El país inauguró recientemente su primera planta geotérmica profunda para extraer agua para generar energía. Un paso clave en su búsqueda de la soberanía eléctrica.
Las instalaciones, ubicadas en la región de Cornwall, región que cuenta con un macizo granítico que permitió la construcción de la infraestructura, son parte de un proyecto liderado por la empresa Geothermal Engineering Limited.
Según la BBC, el proyecto costó 50 millones de libras esterlinas hasta la fecha, financiadas por inversores privados y la UE. Ryan Law, director ejecutivo de GEL, declaró a ese medio: “Estoy tremendamente emocionado después de 15 años de duro trabajo y dificultades, por fin lo hemos conseguido”.

Cómo funciona la planta geotérmica de Reino Unido
La planta geotérmica que inauguró Reino Unido emplea un sistema de extracción de agua hirviendo desde las profundidades terrestres, las más hondas jamás logradas en el país.
Los pozos alcanzan los cinco metros de profundidad.
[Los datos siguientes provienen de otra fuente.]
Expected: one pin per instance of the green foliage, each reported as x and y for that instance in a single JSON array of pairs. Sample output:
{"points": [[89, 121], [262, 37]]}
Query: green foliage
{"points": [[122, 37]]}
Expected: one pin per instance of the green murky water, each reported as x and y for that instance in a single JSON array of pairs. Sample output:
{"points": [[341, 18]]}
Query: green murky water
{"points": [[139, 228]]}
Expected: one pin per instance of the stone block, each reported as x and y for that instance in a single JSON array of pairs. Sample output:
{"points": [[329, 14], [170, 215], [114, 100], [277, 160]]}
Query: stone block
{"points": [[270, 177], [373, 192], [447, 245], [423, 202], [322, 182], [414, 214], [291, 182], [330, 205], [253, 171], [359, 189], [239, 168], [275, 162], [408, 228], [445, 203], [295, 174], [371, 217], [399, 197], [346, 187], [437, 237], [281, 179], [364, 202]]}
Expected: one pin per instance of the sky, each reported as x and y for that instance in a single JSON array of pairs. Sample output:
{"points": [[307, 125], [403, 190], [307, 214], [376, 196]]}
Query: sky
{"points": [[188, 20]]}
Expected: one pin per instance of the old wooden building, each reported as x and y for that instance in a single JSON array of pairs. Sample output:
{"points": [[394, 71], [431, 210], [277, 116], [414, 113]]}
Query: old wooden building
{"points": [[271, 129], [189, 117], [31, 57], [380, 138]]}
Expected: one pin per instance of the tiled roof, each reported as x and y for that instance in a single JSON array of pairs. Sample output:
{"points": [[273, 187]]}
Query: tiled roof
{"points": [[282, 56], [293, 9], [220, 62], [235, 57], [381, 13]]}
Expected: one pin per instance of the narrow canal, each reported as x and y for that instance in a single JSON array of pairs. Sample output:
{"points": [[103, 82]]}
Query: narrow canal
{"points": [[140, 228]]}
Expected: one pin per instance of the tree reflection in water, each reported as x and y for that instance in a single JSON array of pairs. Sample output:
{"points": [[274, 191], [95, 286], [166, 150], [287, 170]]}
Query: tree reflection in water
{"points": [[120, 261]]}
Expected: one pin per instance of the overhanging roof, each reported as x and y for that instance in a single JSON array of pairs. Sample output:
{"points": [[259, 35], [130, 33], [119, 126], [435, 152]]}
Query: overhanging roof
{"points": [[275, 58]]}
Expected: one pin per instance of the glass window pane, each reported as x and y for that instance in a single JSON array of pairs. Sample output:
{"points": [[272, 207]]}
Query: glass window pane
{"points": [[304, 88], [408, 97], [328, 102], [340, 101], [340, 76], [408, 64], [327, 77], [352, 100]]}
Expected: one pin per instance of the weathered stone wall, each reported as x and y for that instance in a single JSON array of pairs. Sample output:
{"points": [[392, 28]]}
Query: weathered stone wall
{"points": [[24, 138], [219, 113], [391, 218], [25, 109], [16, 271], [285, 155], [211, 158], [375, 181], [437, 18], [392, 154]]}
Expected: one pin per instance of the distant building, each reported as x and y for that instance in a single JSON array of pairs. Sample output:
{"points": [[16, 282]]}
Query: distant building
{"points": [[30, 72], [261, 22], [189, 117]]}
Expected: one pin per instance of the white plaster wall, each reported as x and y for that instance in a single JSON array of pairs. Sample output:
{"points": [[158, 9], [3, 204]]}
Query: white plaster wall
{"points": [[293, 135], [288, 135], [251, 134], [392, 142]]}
Allí se extrae líquido que supera los 190° y acciona las turbinas instaladas en la superficie, que transforman el calor en electricidad. Este mecanismo garantiza el suministro constante de energía a 10.000 hogares.
La capacidad de generación de la central alcanza los 3.000 kW, que funcionan más allá de las condiciones meteorológicas y durante 24 horas ininterrumpidas.

Un “detalle” importante es que las aguas subterráneas extraídas por la fábrica contienen altas concentraciones de litio, un material cada vez más en boga por ser un recurso usado para fabricar baterías de automóviles eléctricos.
40 países para liberar Ormuz
Paralelamente, el Reino Unido convocó a cerca de cuarenta países para trabajar en conjunto con la Organización Marítima Internacional (OMI) para liberar los buques varados en el Estrecho de Ormuz, que ronda los 2.000, con un total de 20.000 marineros a bordo, según la ministra británica de Exteriores, Yvette Cooper.
Cooper dijo que se emplearán “todas las medidas económicas y diplomáticas posibles” para restablecer el tráfico marítimo que Teherán mantiene “prácticamente cerrado” desde el 28 de febrero.

La ministra recalcó que los esfuerzos de Irán por “secuestrar la economía global” afectan a países de todo el mundo, “que no participan en este conflicto”. “Esto repercute en los precios de la gasolina y en las tasas hipotecarias aquí en el Reino Unido, pero también en el combustible para aviones, los fertilizantes hacia África y el gas hacia Asia”, enfatizó.